"Nun wollen wir einmal sehen, wie es heute läuft", begann ein gutgelaunter Norbert Haug am Rande der Präsentation des neuen Mercedes AMG F1 W03 den ersten offiziellen Testtag mit dem neuen Boliden der Stuttgarter. Dass es für voreilige Schlüsse aber noch etwas früh war, wusste auch der Motorsportchef. "Wir müssen im Vergleich mit der Konkurrenz ja erst noch fahren, allerdings hatten wir hier ja schon einen Testtag und einen Filmtag - da lernt man allerdings nicht sehr viel und die Streckentemperatur war sehr niedrig", so Haug, der anfügte: "Heute wird sich das sicherlich alles zeigen und man lernt dann schon ein bisschen mehr."

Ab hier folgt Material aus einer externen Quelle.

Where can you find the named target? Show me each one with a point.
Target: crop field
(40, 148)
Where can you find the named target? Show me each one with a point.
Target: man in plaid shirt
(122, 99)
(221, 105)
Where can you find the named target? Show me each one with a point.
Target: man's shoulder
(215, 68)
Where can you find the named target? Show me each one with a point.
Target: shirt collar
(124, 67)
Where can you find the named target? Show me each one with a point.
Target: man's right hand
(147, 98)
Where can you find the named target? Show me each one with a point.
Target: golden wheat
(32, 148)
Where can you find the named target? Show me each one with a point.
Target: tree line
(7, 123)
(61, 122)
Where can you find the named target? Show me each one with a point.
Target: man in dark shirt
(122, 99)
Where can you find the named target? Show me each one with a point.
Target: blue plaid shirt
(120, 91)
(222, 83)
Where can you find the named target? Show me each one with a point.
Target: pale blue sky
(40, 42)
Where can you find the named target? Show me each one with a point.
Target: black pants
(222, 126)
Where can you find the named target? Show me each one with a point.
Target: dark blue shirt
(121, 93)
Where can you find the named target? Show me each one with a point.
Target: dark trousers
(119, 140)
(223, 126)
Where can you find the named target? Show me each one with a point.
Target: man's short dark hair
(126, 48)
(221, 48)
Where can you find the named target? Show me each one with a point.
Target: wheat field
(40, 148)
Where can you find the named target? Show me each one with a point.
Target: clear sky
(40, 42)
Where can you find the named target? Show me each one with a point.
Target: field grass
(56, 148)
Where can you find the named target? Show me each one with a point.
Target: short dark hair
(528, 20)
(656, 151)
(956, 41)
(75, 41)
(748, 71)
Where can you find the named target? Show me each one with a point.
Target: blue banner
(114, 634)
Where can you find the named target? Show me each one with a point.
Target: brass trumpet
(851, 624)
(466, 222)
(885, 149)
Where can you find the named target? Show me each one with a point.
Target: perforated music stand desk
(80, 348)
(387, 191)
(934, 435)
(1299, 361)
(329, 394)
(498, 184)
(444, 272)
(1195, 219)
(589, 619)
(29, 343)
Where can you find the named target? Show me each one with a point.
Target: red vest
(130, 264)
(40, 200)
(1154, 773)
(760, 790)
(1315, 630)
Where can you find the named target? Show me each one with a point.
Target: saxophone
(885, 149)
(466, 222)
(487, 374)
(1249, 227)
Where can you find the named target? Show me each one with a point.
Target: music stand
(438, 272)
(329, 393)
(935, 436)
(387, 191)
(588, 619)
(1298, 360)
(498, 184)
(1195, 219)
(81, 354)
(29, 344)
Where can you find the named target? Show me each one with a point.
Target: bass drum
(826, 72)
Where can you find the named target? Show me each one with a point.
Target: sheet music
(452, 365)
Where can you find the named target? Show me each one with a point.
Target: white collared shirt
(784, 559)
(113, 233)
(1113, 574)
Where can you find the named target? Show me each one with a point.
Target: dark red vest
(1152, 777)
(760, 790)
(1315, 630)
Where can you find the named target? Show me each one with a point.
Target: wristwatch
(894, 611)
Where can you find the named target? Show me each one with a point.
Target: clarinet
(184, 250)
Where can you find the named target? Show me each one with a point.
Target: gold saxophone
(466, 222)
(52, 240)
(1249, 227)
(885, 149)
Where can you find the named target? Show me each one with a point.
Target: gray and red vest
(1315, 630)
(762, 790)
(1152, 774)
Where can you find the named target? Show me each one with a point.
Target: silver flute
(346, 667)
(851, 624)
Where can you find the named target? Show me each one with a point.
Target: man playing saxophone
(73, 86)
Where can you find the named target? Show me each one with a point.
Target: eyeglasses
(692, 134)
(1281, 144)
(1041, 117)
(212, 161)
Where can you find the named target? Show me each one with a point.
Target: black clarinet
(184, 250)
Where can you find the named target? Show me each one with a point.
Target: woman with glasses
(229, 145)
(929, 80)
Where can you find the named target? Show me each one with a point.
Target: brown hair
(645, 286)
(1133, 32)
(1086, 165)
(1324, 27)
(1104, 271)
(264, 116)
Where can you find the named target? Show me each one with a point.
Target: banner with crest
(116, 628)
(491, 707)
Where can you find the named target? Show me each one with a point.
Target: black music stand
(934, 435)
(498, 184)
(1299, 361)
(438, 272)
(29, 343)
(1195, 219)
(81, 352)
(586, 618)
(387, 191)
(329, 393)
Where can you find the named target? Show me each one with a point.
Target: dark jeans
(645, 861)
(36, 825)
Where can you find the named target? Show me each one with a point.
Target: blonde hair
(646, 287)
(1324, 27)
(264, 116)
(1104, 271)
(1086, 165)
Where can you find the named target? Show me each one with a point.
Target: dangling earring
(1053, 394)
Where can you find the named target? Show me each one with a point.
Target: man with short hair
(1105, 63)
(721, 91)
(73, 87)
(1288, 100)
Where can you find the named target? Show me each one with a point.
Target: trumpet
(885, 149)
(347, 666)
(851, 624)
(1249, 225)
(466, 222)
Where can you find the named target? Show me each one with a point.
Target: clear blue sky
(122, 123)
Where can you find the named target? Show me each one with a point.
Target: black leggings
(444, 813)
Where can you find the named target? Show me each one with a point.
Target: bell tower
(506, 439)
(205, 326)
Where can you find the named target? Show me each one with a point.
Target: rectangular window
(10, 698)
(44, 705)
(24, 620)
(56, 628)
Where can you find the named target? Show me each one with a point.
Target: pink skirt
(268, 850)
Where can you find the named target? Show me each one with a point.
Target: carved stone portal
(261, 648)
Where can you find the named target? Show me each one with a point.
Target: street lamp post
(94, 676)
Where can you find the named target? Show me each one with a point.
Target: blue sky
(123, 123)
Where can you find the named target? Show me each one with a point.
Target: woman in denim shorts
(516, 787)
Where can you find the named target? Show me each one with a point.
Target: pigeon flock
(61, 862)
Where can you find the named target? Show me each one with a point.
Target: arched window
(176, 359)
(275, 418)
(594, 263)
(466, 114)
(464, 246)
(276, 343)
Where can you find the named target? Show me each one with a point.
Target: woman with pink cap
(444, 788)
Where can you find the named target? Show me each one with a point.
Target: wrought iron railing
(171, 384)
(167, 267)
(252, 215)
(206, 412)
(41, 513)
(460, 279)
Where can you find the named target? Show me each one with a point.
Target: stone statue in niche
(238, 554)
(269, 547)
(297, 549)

Zuletzt wurde im Fahrerlager oftmals spekuliert, Mercedes wolle eine ausgefallene Neuerung am neuen W03 möglichst lange vor den Gegnern verstecken und habe die erste Ausfahrt mit dem Boliden daher bewusst verzögert, um Nachahmern das Leben schwer zu machen. "Das ist nicht der Grund", erklärte jedoch Haug. "Wir hatten so etwa zehn Entwicklungstage mehr, konnten alles sauber abarbeiten. Wir sind in einem Aufholprozess", meinte der Deutsche mit Blick auf die Gründe für den bewussten Aufschub. "Wir haben mit dem alten Fahrzeug die neuen Reifen getestet. Die alten kennen wir ja auf dem letztjährigen Fahrzeug. Und so haben wir uns eine Basis geschaffen und dachten, dass unsere Zeit so am besten genützt ist."

Mehr Entwicklungszeit

Norbert Haug und Mercedes wollen 2012 noch weiter nach vorne, Foto: Sutton
Norbert Haug und Mercedes wollen 2012 noch weiter nach vorne, Foto: Sutton

"Ich verstehe aber auch, dass andere Teams anders gehandelt haben. Nur haben wir eben - mitten in dem Aufholprozess - geglaubt, dass unsere Zeit so am besten investiert ist", meinte der Motorsportchef. Die neuen Reifen seien eine Entwicklung in die richtige Richtung. "Sie sind sehr sensibel - das wird so sein und soll auch so bleiben, denn die Pirelli-Reifen haben sehr zur Spannung und zur Gestaltung der Rennen beigetragen. Man könnte auch einen Reifen bauen, der leicht mehr als 300 Kilometer schafft, so wie das bei Bridgestone früher der Fall war - aber dann gibt es eben weniger Spannung", erklärte Haug, der lobte: "So kann man die Strategie entsprechend spielen und sowohl das Auto als auch die Fahrer müssen dementsprechend mit den Reifen umgehen. Es ist also eine zusätzliche Herausforderung."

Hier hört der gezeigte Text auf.